Nicolas Sarkozy a, de son côté, beaucoup à gagner dans cette séquence. D’une part, il aura l’assurance de compter un candidat de droite de moins dans la course à la présidentielle, lui permettant d’éviter l’éparpillement des voix de droite au premier tour. Si peu de soutiens de Villepin peuvent voter Sarkozy, il ne faut pas oublier que de nombreux sympathisants de l’UMP pourraient se laisser tenter par Villepin s’il était candidat. Le président ayant déjà fort à faire avec ceux qu’il a déçus, et notamment la frange s’étant enfuie vers le FN, il a tout intérêt à éviter la multiplication des candidats de droite sur sa gauche. Si l’offre est réduire à droite, cela permettra au moins de conserver les électeurs incapables de franchir le Rubicon à gauche.

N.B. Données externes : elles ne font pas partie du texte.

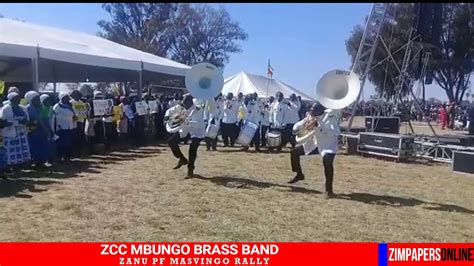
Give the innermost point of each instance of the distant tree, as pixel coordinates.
(452, 63)
(142, 26)
(181, 32)
(204, 34)
(72, 86)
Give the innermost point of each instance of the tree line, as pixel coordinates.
(185, 33)
(451, 57)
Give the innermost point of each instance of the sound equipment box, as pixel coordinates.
(382, 124)
(463, 162)
(396, 146)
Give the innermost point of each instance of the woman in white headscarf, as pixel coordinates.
(38, 133)
(47, 116)
(64, 125)
(15, 135)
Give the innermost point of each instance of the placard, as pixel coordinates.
(80, 109)
(127, 109)
(103, 107)
(153, 105)
(142, 108)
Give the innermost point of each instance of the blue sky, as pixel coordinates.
(303, 41)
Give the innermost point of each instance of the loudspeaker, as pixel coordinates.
(462, 162)
(382, 124)
(386, 145)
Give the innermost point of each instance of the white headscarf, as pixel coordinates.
(13, 89)
(97, 94)
(12, 95)
(43, 97)
(62, 95)
(29, 96)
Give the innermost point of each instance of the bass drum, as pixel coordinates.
(247, 133)
(274, 139)
(212, 131)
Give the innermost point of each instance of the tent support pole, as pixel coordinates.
(140, 83)
(35, 70)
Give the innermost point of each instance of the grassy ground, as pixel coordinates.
(134, 195)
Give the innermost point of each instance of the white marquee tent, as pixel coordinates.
(263, 86)
(65, 56)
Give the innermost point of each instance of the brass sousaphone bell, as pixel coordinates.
(336, 90)
(203, 81)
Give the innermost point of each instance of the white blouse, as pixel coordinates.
(64, 118)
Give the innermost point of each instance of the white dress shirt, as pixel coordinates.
(292, 116)
(279, 112)
(252, 113)
(265, 114)
(64, 117)
(195, 125)
(326, 135)
(231, 111)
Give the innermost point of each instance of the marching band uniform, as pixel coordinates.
(292, 117)
(265, 113)
(229, 125)
(252, 114)
(324, 142)
(213, 115)
(278, 121)
(195, 127)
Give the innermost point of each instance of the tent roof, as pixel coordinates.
(22, 40)
(249, 83)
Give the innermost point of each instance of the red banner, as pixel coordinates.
(182, 253)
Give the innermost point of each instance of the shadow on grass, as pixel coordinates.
(384, 200)
(392, 201)
(236, 182)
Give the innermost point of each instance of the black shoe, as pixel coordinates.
(329, 195)
(181, 163)
(297, 178)
(190, 173)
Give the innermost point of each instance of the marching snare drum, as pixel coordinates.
(212, 131)
(273, 139)
(247, 133)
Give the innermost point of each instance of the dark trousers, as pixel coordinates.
(173, 142)
(263, 135)
(64, 144)
(229, 132)
(328, 160)
(256, 140)
(288, 136)
(211, 143)
(79, 139)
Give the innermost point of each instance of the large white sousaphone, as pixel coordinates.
(203, 81)
(336, 90)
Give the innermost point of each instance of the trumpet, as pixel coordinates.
(308, 129)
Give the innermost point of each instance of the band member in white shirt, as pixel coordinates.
(265, 124)
(292, 118)
(323, 142)
(195, 127)
(280, 110)
(229, 126)
(252, 114)
(213, 114)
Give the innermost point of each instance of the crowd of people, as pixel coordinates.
(41, 129)
(448, 115)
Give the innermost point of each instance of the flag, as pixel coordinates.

Autre intérêt pour l’actuel locataire de l’Elysée : en jouant sur la corde de la réconciliation avec Villepin, particulièrement accentuée par la thématique de l’union nationale, Sarkozy se refait une virginité. Le président paraît apaisé, comme touché par la grâce de la sagesse du dirigeant…

Mais surtout, il peut dramatiser les conséquences politiques de la crise économique –le terme « grave », choisi pour qualifier la situation, ne doit en ce sens rien au hasard- et se poser comme le recours ultime aux yeux des Français. Tout ceci se conjugue avec la précédente séquence de l’UMP, qui entendait positionner Nicolas Sarkozy comme le mieux placé pour diriger le pays, car le plus expérimenté… par rapport à Hollande, naturellement. Or cet argument a bien fonctionné chez les sympathisants de droite, et on ne change pas une stratégie qui prend sur le terrain … fut-elle à l’inverse du leitmotiv de la rupture, qui le porta à la présidence 5 ans plus tôt.

S’il est impossible d’affirmer que l’union nationale soit l’objet d’un deal Villepin-Sarkozy, il reste cependant difficile de croire à autre chose qu’une séquence bien orchestrée entre les deux frères ennemis de la droite, tant elle arrange les deux hommes. Réponse le 13 décembre prochain, lors de la conférence de presse de Dominique de Villepin.